How to read CSV file and assign to Eigen Matrix?
Asked Answered
A

3

6

I try to read a large cvs file into Eigen Matrix, below the code found having problem where it can not detect each line of \n in cvs file to create multiple rows in the matrix. (It read entire file with single row). Not sure what's wrong with the code. Can anyone suggest here? Im also looking for a effective way to read csv file with 10k of rows and 1k of cols. Not so sure the code below will be the best effective way?

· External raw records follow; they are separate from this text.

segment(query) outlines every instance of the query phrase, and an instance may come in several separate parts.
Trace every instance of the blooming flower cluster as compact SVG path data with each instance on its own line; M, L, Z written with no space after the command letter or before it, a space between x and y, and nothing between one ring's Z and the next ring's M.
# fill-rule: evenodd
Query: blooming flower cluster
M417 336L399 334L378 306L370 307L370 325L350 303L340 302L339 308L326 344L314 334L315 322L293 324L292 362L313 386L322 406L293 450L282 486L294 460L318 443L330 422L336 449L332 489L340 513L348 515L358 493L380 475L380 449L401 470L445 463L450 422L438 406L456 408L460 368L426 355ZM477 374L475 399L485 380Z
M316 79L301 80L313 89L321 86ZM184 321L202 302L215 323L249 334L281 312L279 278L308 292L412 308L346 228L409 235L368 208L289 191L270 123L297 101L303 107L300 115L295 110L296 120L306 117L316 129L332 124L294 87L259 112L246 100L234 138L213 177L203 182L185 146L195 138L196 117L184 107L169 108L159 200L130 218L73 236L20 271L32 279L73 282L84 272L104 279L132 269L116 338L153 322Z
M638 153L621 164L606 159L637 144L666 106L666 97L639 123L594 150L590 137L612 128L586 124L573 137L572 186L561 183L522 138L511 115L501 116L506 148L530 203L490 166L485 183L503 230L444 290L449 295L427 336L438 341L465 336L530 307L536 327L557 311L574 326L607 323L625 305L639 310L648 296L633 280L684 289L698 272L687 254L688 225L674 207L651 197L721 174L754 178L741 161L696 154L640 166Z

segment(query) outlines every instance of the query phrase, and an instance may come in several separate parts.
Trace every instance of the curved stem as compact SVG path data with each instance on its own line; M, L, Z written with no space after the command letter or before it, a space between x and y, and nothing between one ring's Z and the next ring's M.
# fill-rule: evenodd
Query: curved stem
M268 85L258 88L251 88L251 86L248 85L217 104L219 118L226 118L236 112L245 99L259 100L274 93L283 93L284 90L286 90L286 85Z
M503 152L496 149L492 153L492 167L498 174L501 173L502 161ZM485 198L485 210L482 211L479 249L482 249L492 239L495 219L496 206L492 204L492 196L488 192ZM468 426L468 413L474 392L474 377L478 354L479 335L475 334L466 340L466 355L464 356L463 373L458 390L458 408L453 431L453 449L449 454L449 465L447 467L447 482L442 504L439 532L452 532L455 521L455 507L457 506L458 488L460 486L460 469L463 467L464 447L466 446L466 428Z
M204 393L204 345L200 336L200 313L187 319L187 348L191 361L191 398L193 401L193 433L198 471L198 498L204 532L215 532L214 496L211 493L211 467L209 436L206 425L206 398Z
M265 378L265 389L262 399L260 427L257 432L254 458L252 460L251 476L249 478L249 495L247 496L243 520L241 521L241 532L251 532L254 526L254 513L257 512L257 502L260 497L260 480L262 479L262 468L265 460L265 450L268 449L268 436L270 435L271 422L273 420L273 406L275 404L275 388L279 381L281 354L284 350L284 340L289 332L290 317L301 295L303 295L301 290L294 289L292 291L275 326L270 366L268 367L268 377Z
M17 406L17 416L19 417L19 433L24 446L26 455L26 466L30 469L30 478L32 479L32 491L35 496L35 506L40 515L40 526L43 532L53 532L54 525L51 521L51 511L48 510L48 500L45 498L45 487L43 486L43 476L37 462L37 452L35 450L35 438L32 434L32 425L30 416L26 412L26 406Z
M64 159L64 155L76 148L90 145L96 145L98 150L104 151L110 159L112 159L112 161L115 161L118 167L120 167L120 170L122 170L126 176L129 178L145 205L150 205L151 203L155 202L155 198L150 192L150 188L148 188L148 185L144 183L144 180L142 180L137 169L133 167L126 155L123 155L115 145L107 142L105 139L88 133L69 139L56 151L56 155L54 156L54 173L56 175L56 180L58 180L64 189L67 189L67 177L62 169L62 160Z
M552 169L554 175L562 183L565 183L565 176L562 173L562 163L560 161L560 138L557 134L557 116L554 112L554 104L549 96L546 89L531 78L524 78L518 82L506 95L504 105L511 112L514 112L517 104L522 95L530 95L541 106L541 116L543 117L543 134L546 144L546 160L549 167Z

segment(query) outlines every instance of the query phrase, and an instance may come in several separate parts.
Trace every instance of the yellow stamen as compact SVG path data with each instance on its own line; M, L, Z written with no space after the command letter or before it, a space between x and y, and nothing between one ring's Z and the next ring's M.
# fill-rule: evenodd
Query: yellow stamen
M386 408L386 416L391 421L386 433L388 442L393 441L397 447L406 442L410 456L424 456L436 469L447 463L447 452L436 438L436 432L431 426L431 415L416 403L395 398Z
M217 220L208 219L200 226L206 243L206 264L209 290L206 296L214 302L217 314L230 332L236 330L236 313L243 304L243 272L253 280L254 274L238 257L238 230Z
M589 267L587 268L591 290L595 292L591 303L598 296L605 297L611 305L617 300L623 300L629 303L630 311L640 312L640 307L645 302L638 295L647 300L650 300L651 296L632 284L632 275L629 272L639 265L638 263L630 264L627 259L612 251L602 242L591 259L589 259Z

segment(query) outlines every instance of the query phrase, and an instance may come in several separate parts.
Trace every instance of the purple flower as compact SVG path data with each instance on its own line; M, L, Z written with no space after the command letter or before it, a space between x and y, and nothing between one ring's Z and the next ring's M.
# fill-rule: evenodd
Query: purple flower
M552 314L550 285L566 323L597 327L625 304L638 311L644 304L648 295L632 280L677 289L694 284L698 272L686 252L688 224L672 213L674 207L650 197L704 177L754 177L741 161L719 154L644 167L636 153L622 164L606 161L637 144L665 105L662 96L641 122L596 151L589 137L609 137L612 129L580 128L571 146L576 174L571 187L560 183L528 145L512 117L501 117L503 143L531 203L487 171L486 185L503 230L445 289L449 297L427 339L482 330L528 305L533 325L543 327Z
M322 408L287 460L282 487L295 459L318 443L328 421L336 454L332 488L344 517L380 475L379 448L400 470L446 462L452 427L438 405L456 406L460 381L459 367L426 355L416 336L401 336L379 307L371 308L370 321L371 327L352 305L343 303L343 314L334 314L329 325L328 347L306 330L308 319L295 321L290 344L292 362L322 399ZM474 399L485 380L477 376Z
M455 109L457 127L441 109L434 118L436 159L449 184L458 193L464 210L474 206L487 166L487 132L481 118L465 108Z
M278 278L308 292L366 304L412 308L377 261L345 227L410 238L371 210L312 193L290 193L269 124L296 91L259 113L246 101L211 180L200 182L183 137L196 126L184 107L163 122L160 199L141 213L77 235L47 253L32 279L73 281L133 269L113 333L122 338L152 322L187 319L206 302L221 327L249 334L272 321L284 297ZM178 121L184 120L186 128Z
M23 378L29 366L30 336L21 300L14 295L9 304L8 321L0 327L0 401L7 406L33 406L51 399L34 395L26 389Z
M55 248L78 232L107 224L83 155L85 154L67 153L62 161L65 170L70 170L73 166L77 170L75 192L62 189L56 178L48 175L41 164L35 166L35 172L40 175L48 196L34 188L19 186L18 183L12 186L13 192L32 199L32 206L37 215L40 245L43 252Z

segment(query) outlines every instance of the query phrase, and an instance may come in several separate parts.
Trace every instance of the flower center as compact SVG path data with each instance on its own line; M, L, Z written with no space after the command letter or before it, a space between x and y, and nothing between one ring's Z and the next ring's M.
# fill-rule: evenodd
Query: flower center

Very appreciated with your comment.

#include <stdio.h>
#include <stdlib.h>
#include <iostream>
#include <fstream>
#include <istream> //DataFile.fail()  function
#include <vector>
#include <set>
#include <string>
using namespace std;


#include <Eigen/Core>
#include <Eigen/Dense>
using namespace Eigen;

 void readCSV(istream &input, vector< vector<string> > &output)
{
    int a = 0;
    int b = 0;

    string csvLine;
    // read every line from the stream
    while( std::getline(input, csvLine) )
    {

        istringstream csvStream(csvLine);
        vector<string> csvColumn;
        MatrixXd mv;
        string csvElement;
        // read every element from the line that is seperated by commas
        // and put it into the vector or strings
        while( getline(csvStream, csvElement, ' ') )
        {
            csvColumn.push_back(csvElement);
            //mv.push_back(csvElement);
            b++;
        }       
        output.push_back(csvColumn);
        a++;
    }
    cout << "a : " << a << " b : " << b << endl;   //a doen't detect '\n'
}

int main(int argc, char* argv[])
{

    cout<< "ELM" << endl;
    //Testing to load dataset from file.
    fstream file("Sample3.csv", ios::in);
    if(!file.is_open())
    {
        cout << "File not found!\n";
        return 1;
    }
    MatrixXd m(3,1000);
    // typedef to save typing for the following object
    typedef vector< vector<string> > csvVector;
    csvVector csvData;

    readCSV(file, csvData);
    // print out read data to prove reading worked
    for(csvVector::iterator i = csvData.begin(); i != csvData.end(); ++i)
    {
        for(vector<string>::iterator j = i->begin(); j != i->end(); ++j)
        {
           m(i,j) = *j; 
           cout << *j << ", ";
        }
        cout << "\n";
    }
}

I will also attach a sample cvs file. https://onedrive.live.com/redir?resid=F1507EBE7BF1C5B!117&authkey=!AMzCnpBqxUyF1BA&ithint=file%2ccsv

Audubon answered 13/12, 2015 at 1:32 Comment(5)
As of right now your delimiter is empty: ' '. Did you mean: ','?Balcony
Hi Lucas, Yes i do have try that ' , ' in my first code, but that becoz it doesn't detect end of line of each row in my cvs file, so i try make it ' '..but it seem still fail.Audubon
m(i,j) = *j; That cannot be correct.Posse
getline should take care of the newlines (unless the csv's fields have newline characters, which they shouldn't)Balcony
5gon12eder : yes you are right, it not correct. but how do i insert to matrix then?Audubon
B
-4

This will read from a csv file correctly:

std::ifstream indata;

indata.open(filename);

std::string                line;
while (getline(indata, line))
{
    std::stringstream          lineStream(line);
    std::string                cell;

    while (std::getline(lineStream, cell, ','))
    {
        //Process cell
    }
}

Edit: Also, since your csv is full of numbers, make sure to use std::stod or the equivalent conversion once you expect to treat them as such.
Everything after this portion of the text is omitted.